Kobre & Kim Honors Helen Zia for Asian Pacific American Heritage Month


May 27, 2022

In honor of Asian Pacific American Heritage Month, Kobre & Kim is reflecting on the achievements of Asian Americans in and out of the legal industry. Today, we honor Helen Zia for her activism and leadership in the Asian American community.

Helen Zia is a Chinese American author, activist and former journalist. As an activist, Ms. Zia has been an outspoken leader on topics such as civil rights, women’s rights and LGBTQ rights. She became a key player in the Asian American civil rights movement following the racially motivated murder of Vincent Chin in 1982. She led the fight for federal civil rights charges against the perpetrators.

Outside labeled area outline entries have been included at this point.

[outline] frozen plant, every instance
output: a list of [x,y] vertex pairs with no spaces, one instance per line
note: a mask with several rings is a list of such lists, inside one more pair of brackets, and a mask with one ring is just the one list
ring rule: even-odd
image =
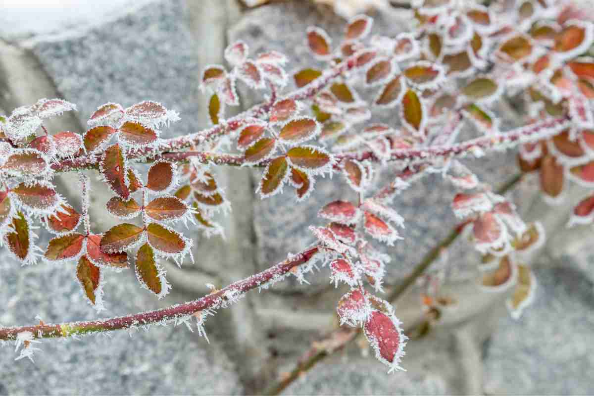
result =
[[[358,195],[320,208],[320,223],[309,227],[315,242],[305,250],[197,300],[111,319],[1,328],[0,340],[16,341],[17,349],[23,344],[20,357],[30,358],[35,349],[29,346],[38,338],[166,321],[191,327],[192,316],[204,334],[204,320],[217,309],[287,276],[307,282],[317,262],[327,267],[331,283],[348,289],[337,302],[341,325],[362,332],[377,359],[390,371],[399,370],[407,337],[390,302],[377,296],[390,264],[372,241],[406,243],[399,229],[414,220],[391,204],[428,173],[459,190],[452,208],[484,255],[481,287],[515,287],[507,306],[519,316],[536,287],[522,256],[543,243],[542,227],[525,224],[512,202],[459,159],[519,147],[522,169],[540,172],[552,203],[561,201],[568,181],[594,186],[594,59],[587,56],[594,24],[566,1],[412,2],[417,27],[396,37],[372,34],[372,20],[364,15],[348,21],[338,43],[319,27],[308,28],[307,45],[317,64],[325,66],[290,77],[285,55],[253,54],[248,43],[232,43],[225,52],[226,65],[203,72],[213,125],[194,134],[162,138],[161,128],[179,117],[148,100],[127,108],[101,106],[83,134],[50,134],[43,126],[45,119],[75,110],[61,99],[42,99],[0,118],[2,244],[23,265],[77,263],[83,293],[97,310],[103,309],[102,285],[110,270],[133,267],[142,287],[158,298],[167,294],[170,286],[159,261],[181,265],[191,258],[192,239],[176,223],[206,236],[223,233],[213,216],[228,213],[230,204],[214,167],[261,169],[257,192],[263,199],[288,189],[306,200],[317,179],[336,174]],[[227,118],[226,107],[239,103],[238,83],[264,91],[266,99]],[[502,131],[495,105],[511,96],[527,109],[525,123]],[[397,122],[374,121],[383,113],[396,115]],[[465,125],[475,136],[460,140]],[[233,147],[223,144],[229,141]],[[141,164],[150,164],[146,174]],[[385,186],[377,185],[380,171],[392,175]],[[53,183],[56,173],[70,172],[80,175],[80,213]],[[91,229],[88,175],[94,172],[114,194],[108,211],[121,220],[109,230]],[[574,214],[572,223],[591,222],[594,195]],[[43,248],[34,232],[40,224],[56,235]],[[440,294],[438,274],[421,281],[424,306],[437,318],[454,302]]]

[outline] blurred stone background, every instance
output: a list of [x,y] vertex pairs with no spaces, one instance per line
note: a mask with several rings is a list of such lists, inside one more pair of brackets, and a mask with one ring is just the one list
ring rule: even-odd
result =
[[[10,113],[41,97],[76,103],[78,112],[48,123],[55,131],[85,131],[86,119],[106,102],[127,106],[144,99],[180,112],[182,121],[165,129],[166,137],[197,131],[208,123],[206,99],[198,90],[200,71],[223,63],[228,43],[241,39],[252,53],[280,50],[298,69],[311,62],[305,28],[319,25],[337,36],[344,23],[331,7],[304,0],[254,8],[236,0],[112,0],[100,6],[65,0],[61,9],[52,8],[52,2],[30,2],[27,9],[26,2],[7,1],[5,9],[0,7],[0,110]],[[343,15],[359,12],[351,4],[381,6],[369,12],[375,18],[374,30],[386,35],[406,30],[412,20],[408,10],[388,1],[318,2],[342,4],[337,9]],[[247,93],[242,92],[242,108],[258,100]],[[511,107],[501,112],[508,126],[517,122]],[[498,186],[517,172],[514,158],[512,152],[498,153],[470,164]],[[103,231],[116,221],[103,208],[110,195],[96,176],[91,175],[92,226]],[[131,271],[109,274],[108,310],[97,314],[83,300],[73,267],[20,267],[0,250],[0,325],[31,323],[37,315],[48,322],[112,316],[196,298],[208,292],[206,283],[226,285],[312,242],[305,226],[316,211],[350,194],[334,178],[320,180],[315,194],[302,204],[296,204],[289,191],[261,201],[254,194],[259,177],[247,169],[219,172],[217,180],[226,186],[233,207],[220,219],[226,239],[197,235],[195,264],[180,270],[168,263],[173,290],[162,301],[140,289]],[[74,178],[61,176],[59,188],[75,206]],[[324,360],[285,394],[594,393],[588,374],[594,370],[590,229],[566,229],[570,207],[548,207],[536,191],[535,180],[528,177],[511,193],[525,219],[541,220],[548,233],[546,246],[530,259],[539,284],[535,303],[519,320],[505,311],[506,294],[479,290],[478,256],[456,243],[448,255],[446,289],[459,305],[426,337],[409,343],[403,362],[406,372],[386,375],[383,366],[355,346]],[[570,198],[583,194],[573,188]],[[435,176],[395,201],[406,228],[405,240],[388,252],[393,260],[387,290],[456,224],[449,207],[453,196]],[[49,236],[39,232],[43,243]],[[0,395],[257,393],[290,370],[312,341],[336,328],[334,306],[346,289],[329,285],[326,271],[310,275],[311,285],[289,280],[252,292],[209,318],[210,344],[171,324],[130,335],[44,341],[34,364],[14,362],[13,344],[4,345]],[[396,312],[405,325],[418,319],[418,300],[413,292],[399,302]]]

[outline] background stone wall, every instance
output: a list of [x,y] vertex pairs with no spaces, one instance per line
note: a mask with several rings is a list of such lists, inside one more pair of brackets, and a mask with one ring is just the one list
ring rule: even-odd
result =
[[[119,1],[119,0],[118,0]],[[122,7],[88,26],[15,34],[0,30],[0,109],[10,113],[40,97],[60,97],[79,111],[48,125],[50,130],[84,131],[99,105],[124,106],[143,99],[163,103],[182,121],[166,132],[186,134],[207,125],[206,102],[198,91],[205,65],[222,62],[228,42],[241,39],[257,53],[277,49],[297,69],[311,62],[304,43],[307,26],[331,34],[343,21],[305,1],[273,3],[254,9],[235,0],[154,0]],[[2,13],[0,12],[0,14]],[[387,9],[374,15],[374,29],[394,34],[409,26],[408,11]],[[0,16],[0,24],[3,21]],[[259,98],[241,92],[242,107]],[[502,107],[504,123],[517,121]],[[387,116],[392,122],[395,116]],[[516,172],[512,152],[471,164],[486,181],[499,185]],[[110,195],[93,180],[92,226],[115,223],[103,209]],[[61,176],[61,191],[75,198],[75,176]],[[166,266],[172,293],[157,302],[140,289],[131,271],[110,274],[105,289],[108,311],[96,314],[78,291],[74,268],[39,264],[20,267],[0,250],[0,325],[82,320],[124,315],[195,298],[249,275],[312,242],[305,230],[320,206],[348,197],[340,178],[320,180],[315,194],[295,204],[289,194],[264,201],[254,194],[259,173],[222,169],[231,216],[223,217],[226,239],[195,239],[196,263]],[[408,371],[388,376],[365,349],[353,347],[320,364],[287,394],[591,394],[594,382],[592,261],[588,227],[565,228],[566,208],[551,208],[526,178],[511,193],[525,220],[543,221],[545,247],[531,259],[539,282],[534,305],[517,321],[504,306],[505,295],[486,294],[475,284],[477,256],[462,243],[450,249],[446,289],[459,302],[427,337],[409,343],[403,364]],[[583,192],[571,191],[577,200]],[[405,240],[388,252],[388,286],[399,280],[455,224],[453,191],[438,177],[425,179],[395,201],[406,219]],[[76,202],[75,199],[71,202]],[[40,231],[42,231],[40,230]],[[41,233],[41,239],[48,236]],[[12,345],[0,348],[0,394],[226,394],[254,393],[290,369],[312,341],[336,325],[334,306],[345,290],[327,274],[308,277],[311,285],[287,281],[252,292],[232,308],[209,318],[210,343],[184,327],[153,327],[128,335],[84,341],[45,341],[34,365],[13,361]],[[418,297],[396,307],[405,323],[418,316]]]

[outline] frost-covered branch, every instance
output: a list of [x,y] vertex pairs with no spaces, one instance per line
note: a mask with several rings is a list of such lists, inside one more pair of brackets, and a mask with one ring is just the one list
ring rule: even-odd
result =
[[30,332],[33,338],[69,337],[105,332],[173,321],[201,311],[216,309],[233,303],[246,292],[282,280],[296,267],[308,262],[318,252],[318,248],[309,248],[287,260],[249,278],[232,283],[201,298],[148,312],[126,316],[87,322],[59,324],[40,324],[19,327],[0,328],[0,340],[16,340],[19,333]]

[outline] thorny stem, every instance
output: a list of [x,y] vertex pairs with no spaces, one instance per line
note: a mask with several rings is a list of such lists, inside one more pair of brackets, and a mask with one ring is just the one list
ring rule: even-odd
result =
[[[522,175],[516,175],[497,189],[496,191],[497,194],[505,194],[516,186],[521,180]],[[399,298],[404,295],[410,287],[415,284],[415,281],[420,276],[423,275],[431,266],[431,264],[439,258],[440,254],[443,249],[449,247],[456,240],[461,232],[462,230],[458,227],[456,227],[452,229],[450,232],[450,233],[441,242],[435,246],[425,255],[423,259],[415,267],[412,271],[402,281],[398,287],[394,289],[388,295],[387,300],[391,303],[394,303]],[[319,348],[317,346],[313,347],[305,354],[304,357],[298,362],[293,370],[287,375],[284,376],[280,380],[270,385],[264,391],[263,394],[280,394],[289,385],[304,375],[317,363],[323,360],[326,357],[331,356],[334,352],[343,349],[348,344],[353,341],[361,331],[362,328],[361,327],[346,330],[339,328],[334,330],[326,338],[326,339],[329,340],[340,340],[339,342],[332,344],[333,347],[331,349],[328,348]]]
[[[549,118],[511,129],[507,132],[486,135],[454,144],[437,144],[426,147],[394,150],[391,152],[390,160],[415,160],[439,157],[454,157],[478,155],[477,150],[484,151],[505,147],[507,145],[517,142],[527,142],[541,140],[558,133],[560,128],[568,126],[570,123],[571,121],[567,116]],[[546,133],[543,134],[544,131],[546,131]],[[131,157],[138,157],[138,156],[132,154]],[[241,155],[195,151],[163,152],[154,154],[148,160],[163,159],[174,162],[183,162],[189,160],[191,157],[196,158],[198,162],[213,163],[217,165],[241,166],[245,163],[244,157]],[[345,153],[336,154],[334,157],[336,160],[334,165],[336,169],[340,169],[340,163],[348,159],[360,161],[364,160],[379,161],[380,159],[371,151]],[[52,167],[56,172],[98,168],[99,161],[99,157],[86,156],[74,160],[64,160],[52,165]],[[263,161],[256,165],[250,166],[266,167],[269,161],[270,160]]]
[[3,327],[0,328],[0,340],[15,340],[17,334],[23,331],[31,332],[34,338],[68,337],[105,332],[146,326],[163,321],[172,321],[188,316],[204,309],[220,308],[241,297],[247,292],[263,286],[267,282],[285,275],[293,268],[307,262],[318,252],[318,246],[311,247],[268,270],[232,283],[216,293],[183,304],[148,312],[97,321],[53,325],[42,323],[33,326]]

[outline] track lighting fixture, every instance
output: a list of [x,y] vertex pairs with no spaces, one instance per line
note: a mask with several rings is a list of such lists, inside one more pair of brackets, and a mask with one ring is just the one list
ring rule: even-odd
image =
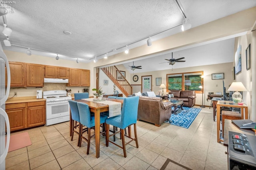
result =
[[147,40],[147,43],[148,44],[148,46],[150,47],[152,45],[152,41],[150,39],[150,37],[148,37],[148,39]]
[[12,32],[12,30],[10,28],[6,27],[6,24],[4,24],[4,29],[2,33],[6,36],[10,36]]
[[55,57],[55,59],[56,59],[56,60],[58,60],[60,59],[60,57],[58,56],[58,54],[57,54],[57,56],[56,56],[56,57]]
[[188,22],[188,20],[187,18],[185,18],[185,23],[181,25],[181,30],[182,31],[191,28],[192,25],[191,23]]
[[129,53],[129,49],[128,49],[128,46],[126,45],[126,49],[124,51],[124,53],[126,54],[128,54]]
[[28,48],[27,50],[27,55],[31,55],[31,51],[30,50],[30,49]]
[[9,38],[7,37],[6,39],[5,39],[4,40],[4,45],[7,47],[10,47],[11,46],[11,43],[9,41]]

 Ms. Zia found her calling as a journalist and author, focusing on the Asian American experience and shedding light on the treatment of Asian Americans throughout history. In 2000, Ms. Zia published her first book, Asian American Dreams: The Emergence of an American People, which explores key events in the rise of Asian Americans as politically and socially influential in American history. Her latest work, Last Boat Out of Shanghai: The Epic Story of the Chinese Who Fled Mao’s Revolution, recounts real-life stories of the exodus of Chinese immigrants fleeing the Communist Revolution during the 1950s. She was a finalist for the PEN America Award for Biography.

Ms. Zia is also a Fulbright Scholar and was part of the first class of graduating women from Princeton University. She received an honorary Doctor of Humane Letters from the University of San Francisco and an honorary Doctor of Laws from the City University of New York Law School for bringing important matters of law and civil rights into public view.